¿Es delito ver, descargar, reenviar o retuitear un vídeo íntimo filtrado?

Las consecuencias legales de la visualización y difusión de este tipo de contenido.
El actor Santi Millán, en un evento en Madrid el 15 de marzo de 2022.
Sergio R Moreno / GTRES
El actor Santi Millán, en un evento en Madrid el 15 de marzo de 2022.

El nombre del actor Santi Millán ha sido trending topic durante en las últimas horas después de que este fin de semana se filtrara un vídeo sexual suyo junto a una mujer. Las imágenes han sido ampliamente difundidas en redes sociales, especialmente en Twitter, donde incluso ha habido usuarios que pedían que les compartieran la grabación para poder verla.

“No pienso hacer ningún comentario. Yo no quiero decir cómo hay que enfocar las cosas, pero la noticia aquí es que se ha cometido un delito”, ha sido la única declaración del intérprete, conseguida por ABC, sobre lo sucedido.

El del presentador de Got Talent es el más reciente, pero no el único caso. Se suma a la lista algunos muy sonados, como la filtración del vídeo íntimo de Olvido Hormigos, concejal socialista en Los Yébenes (Toledo), y de otros muchos vividos por personajes no públicos.

La propia Policía Nacional ha remarcado este lunes que no se debe jugar con la intimidad de los demás —precisamente muchos se han acordado con este caso de la serie de Netflix Intimidad, en la que un personaje sufre una filtración similar—. Como ha recordado el Cuerpo en un tuit, difundir fotos o vídeos sin el consentimiento de los que aparecen, “especialmente cuando afecta gravemente a su intimidad, está penado con años de prisión”.

Lo sucedido despierta varias preguntas sobre los posibles delitos y penas que pueda suponer ver o difundir este tipo de vídeos filtrados.

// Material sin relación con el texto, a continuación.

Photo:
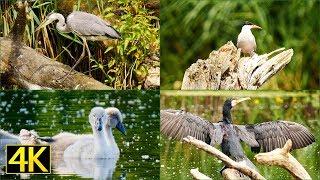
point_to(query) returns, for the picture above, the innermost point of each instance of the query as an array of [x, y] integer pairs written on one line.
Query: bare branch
[[283, 158], [224, 158]]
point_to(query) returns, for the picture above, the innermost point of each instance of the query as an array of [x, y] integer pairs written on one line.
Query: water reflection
[[86, 168], [52, 112]]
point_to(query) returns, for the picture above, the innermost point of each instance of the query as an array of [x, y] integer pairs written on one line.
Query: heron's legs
[[78, 61], [89, 54]]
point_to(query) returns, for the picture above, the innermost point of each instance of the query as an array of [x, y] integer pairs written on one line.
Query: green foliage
[[190, 30], [117, 63]]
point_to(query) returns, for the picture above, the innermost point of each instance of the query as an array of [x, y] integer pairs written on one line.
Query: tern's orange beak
[[255, 27]]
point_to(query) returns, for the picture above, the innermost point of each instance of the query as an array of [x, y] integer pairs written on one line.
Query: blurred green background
[[178, 158], [191, 29]]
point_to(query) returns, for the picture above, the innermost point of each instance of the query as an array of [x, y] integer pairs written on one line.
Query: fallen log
[[226, 70], [253, 174], [28, 69], [283, 158], [198, 175]]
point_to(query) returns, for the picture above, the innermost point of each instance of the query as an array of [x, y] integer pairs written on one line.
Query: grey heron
[[86, 26], [246, 41]]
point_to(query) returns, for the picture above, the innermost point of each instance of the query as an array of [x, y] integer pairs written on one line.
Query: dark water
[[178, 158], [51, 112]]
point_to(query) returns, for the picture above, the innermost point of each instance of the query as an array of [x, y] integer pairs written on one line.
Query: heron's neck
[[246, 29], [227, 116], [61, 25]]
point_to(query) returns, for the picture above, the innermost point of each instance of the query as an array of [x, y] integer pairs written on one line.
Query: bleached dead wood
[[198, 175], [225, 69], [283, 158], [224, 158]]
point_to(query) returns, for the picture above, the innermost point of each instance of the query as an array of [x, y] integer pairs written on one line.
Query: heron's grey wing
[[274, 134], [245, 135], [178, 124], [7, 138], [86, 24]]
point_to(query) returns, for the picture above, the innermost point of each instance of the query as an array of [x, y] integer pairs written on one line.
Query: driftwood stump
[[283, 158], [226, 70]]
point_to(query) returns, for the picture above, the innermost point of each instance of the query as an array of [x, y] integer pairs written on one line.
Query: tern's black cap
[[248, 23]]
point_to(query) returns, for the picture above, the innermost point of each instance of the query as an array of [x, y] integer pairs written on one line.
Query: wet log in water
[[226, 70], [253, 174], [278, 157], [24, 67]]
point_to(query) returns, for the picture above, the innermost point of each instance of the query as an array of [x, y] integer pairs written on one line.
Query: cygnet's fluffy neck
[[105, 145]]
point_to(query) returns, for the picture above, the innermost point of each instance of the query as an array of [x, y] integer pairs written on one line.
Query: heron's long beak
[[236, 101], [43, 24], [255, 27], [121, 128]]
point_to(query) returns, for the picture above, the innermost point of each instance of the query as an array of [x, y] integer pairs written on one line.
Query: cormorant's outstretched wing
[[178, 124], [274, 134], [246, 136], [7, 138]]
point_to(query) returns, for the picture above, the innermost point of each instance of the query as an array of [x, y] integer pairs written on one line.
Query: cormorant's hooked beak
[[121, 128], [44, 24], [255, 27], [236, 101], [100, 124]]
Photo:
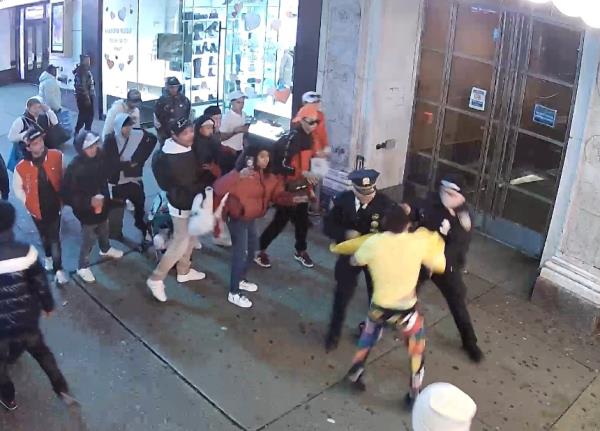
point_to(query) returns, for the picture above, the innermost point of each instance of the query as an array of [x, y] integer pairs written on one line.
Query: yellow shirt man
[[394, 262]]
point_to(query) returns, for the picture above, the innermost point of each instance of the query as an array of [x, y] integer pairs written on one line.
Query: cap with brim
[[89, 141], [237, 95], [311, 97]]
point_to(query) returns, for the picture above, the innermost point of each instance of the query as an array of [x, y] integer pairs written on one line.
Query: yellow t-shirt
[[394, 262]]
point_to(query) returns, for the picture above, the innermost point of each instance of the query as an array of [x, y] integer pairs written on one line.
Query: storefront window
[[212, 47]]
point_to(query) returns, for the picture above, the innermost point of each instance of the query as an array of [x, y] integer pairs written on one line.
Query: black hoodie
[[86, 177]]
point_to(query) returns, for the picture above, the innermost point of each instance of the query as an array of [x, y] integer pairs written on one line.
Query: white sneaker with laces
[[239, 300], [247, 286], [48, 264], [193, 275], [113, 253], [157, 287], [86, 275], [61, 277]]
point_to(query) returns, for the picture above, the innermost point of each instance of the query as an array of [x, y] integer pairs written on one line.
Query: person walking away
[[129, 106], [208, 151], [170, 108], [49, 91], [234, 124], [249, 193], [24, 294], [126, 151], [394, 259], [445, 211], [37, 184], [293, 154], [85, 93], [354, 213], [443, 407], [36, 115], [85, 189], [178, 174]]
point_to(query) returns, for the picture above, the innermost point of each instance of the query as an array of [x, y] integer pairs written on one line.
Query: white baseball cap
[[311, 97], [235, 95], [443, 407]]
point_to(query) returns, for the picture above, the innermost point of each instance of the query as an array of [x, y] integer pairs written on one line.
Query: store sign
[[119, 47], [4, 4], [544, 116], [477, 99]]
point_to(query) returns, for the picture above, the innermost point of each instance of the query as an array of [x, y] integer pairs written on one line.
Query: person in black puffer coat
[[24, 294], [85, 189]]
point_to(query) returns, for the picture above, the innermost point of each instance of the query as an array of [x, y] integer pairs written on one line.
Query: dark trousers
[[50, 235], [85, 116], [346, 278], [454, 290], [243, 239], [135, 193], [34, 343], [4, 188], [298, 214]]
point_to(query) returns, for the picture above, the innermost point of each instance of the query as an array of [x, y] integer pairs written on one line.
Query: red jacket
[[249, 196]]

La difusión de un vídeo íntimo “a nivel civil, vulnera derechos de la intimidad y la propia imagen”, aclara Guim Deltell, de Deltell Abogados, quien subraya que es un Derecho fundamental recogido en la Constitución.

A nivel penal, como explica, vendría a ser un delito de sexting, regulado en el artículo 197 del Código Penal, norma que conviene mirar con detenimiento.

Descubrimiento y revelación de secreto

¿Es delito abrir y ver uno de estos vídeos filtrados? “No”, responde Paz Lloria, profesora titular de Derecho Penal de la Universitat de València. “No porque cuando a ti te llega, no sabes lo que es y, aunque sepas lo que es, verlo no es delito. Está feo, pero bueno”, aclara. Lo mismo ocurre si ese contenido se guarda: “Si no es delito verlo, no es delito descargarlo”.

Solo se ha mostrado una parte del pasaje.